Massive data analysis helps uncover black women's experiences

February 25, 2016, National Science Foundation
Harriet Tubman, famous as an abolitionist, Underground Railroad leader and women's suffrage pioneer. Credit: H. B. Lindsley – National Portrait Gallery, Smithsonian Institution, Public Domain (PD-1875)

It is often said that history is written by the victors. But it's probably more true to say it is written by the people who have the opportunity to write.

One example of this is the study of black women, their lives and their experiences. Documents recording the lives of black women are often historically obscure, hidden away in vast library collections and unintentionally misleadingly titled or cataloged. Other historical documents don't mention black women directly but may still offer clues. Until recently, researchers had no good way of recovering this "lost history" from either of these categories of documents.

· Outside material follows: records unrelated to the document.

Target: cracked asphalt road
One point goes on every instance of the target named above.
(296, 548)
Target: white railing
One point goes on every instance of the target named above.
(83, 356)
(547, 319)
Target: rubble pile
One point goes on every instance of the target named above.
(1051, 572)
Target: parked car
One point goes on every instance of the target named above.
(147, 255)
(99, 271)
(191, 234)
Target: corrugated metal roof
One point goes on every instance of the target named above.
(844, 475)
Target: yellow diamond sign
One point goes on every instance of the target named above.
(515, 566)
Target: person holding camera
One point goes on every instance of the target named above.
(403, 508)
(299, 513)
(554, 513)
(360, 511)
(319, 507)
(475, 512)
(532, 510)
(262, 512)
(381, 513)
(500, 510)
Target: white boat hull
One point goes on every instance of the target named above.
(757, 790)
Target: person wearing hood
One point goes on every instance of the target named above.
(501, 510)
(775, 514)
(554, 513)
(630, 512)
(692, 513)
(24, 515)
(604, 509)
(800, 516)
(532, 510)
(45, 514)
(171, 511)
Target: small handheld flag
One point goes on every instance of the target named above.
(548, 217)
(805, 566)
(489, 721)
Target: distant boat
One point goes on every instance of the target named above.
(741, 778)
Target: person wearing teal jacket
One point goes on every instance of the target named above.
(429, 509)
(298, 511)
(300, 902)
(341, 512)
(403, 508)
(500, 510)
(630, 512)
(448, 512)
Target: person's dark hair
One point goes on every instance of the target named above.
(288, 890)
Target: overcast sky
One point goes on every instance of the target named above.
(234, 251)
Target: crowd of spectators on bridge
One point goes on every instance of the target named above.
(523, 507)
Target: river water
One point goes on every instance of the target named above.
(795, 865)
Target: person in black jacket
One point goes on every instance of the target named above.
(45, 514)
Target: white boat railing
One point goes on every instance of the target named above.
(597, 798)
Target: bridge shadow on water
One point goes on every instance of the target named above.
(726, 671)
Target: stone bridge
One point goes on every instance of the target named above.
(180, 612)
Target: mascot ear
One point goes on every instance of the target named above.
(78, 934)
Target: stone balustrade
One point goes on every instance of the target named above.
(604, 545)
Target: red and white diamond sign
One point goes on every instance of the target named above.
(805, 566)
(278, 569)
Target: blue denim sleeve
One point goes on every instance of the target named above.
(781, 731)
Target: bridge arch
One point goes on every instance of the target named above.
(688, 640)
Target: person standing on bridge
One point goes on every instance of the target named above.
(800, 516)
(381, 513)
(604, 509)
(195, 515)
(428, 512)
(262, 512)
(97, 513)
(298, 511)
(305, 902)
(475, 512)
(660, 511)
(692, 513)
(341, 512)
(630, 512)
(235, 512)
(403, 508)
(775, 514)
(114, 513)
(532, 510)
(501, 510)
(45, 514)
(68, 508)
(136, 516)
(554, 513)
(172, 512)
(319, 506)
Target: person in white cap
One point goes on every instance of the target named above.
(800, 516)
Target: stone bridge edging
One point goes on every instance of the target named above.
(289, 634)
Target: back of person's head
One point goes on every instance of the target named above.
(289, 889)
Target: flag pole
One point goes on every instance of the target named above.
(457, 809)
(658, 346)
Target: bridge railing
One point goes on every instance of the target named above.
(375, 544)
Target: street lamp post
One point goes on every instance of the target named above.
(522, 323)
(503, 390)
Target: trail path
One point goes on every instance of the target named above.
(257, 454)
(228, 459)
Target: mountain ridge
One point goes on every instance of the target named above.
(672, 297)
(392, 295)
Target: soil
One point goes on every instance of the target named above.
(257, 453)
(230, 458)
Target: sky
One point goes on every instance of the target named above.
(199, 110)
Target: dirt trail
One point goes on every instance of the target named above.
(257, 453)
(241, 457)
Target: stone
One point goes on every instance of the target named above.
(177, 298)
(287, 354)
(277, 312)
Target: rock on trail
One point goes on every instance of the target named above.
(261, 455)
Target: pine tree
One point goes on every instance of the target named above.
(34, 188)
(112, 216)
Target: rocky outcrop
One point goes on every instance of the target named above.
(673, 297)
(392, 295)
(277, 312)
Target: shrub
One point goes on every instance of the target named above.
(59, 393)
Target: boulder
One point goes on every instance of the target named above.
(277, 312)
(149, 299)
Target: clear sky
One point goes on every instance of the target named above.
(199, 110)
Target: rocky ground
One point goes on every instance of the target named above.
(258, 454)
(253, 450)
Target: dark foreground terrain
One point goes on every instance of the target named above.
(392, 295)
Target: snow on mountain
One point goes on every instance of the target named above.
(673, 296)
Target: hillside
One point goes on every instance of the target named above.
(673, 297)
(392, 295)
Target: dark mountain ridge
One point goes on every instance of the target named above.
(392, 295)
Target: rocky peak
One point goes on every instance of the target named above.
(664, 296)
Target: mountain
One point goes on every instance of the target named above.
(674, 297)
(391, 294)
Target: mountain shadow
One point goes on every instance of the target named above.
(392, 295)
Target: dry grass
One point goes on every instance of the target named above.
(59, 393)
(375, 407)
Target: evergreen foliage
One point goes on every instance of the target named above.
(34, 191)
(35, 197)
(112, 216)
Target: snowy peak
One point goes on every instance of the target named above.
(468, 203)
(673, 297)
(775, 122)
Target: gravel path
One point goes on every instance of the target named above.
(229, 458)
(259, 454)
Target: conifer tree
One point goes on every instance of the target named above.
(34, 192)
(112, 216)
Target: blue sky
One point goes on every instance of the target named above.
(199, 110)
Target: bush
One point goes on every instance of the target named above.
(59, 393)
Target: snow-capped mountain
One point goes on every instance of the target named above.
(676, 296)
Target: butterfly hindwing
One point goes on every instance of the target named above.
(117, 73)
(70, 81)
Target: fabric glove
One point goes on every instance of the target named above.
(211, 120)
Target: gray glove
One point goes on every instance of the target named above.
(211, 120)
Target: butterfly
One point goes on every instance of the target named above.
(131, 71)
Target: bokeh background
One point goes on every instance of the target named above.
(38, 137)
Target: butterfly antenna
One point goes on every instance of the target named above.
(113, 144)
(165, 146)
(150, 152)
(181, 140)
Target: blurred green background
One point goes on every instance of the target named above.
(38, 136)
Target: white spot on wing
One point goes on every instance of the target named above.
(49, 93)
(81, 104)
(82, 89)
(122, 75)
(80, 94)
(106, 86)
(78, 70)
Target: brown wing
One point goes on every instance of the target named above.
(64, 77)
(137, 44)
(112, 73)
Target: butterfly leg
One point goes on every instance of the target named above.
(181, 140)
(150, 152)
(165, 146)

Ruby Mendenhall, an associate professor of sociology, African American studies and urban and regional planning at the University of Illinois at Urbana-Champaign, is leading a collaboration of , humanities scholars and digital researchers that hopes to harness the power of high-performance computing to find and understand the historical experiences of black women by searching two massive databases of written works from the 18th through 20th centuries. The team also is developing a common toolbox that can help other digital humanities projects.

"With a Big Data approach we get a chance to make use of hundreds of thousands of texts—journals, books, periodicals," Mendenhall says. "The number is greater than what you would normally be able to look at during an entire career."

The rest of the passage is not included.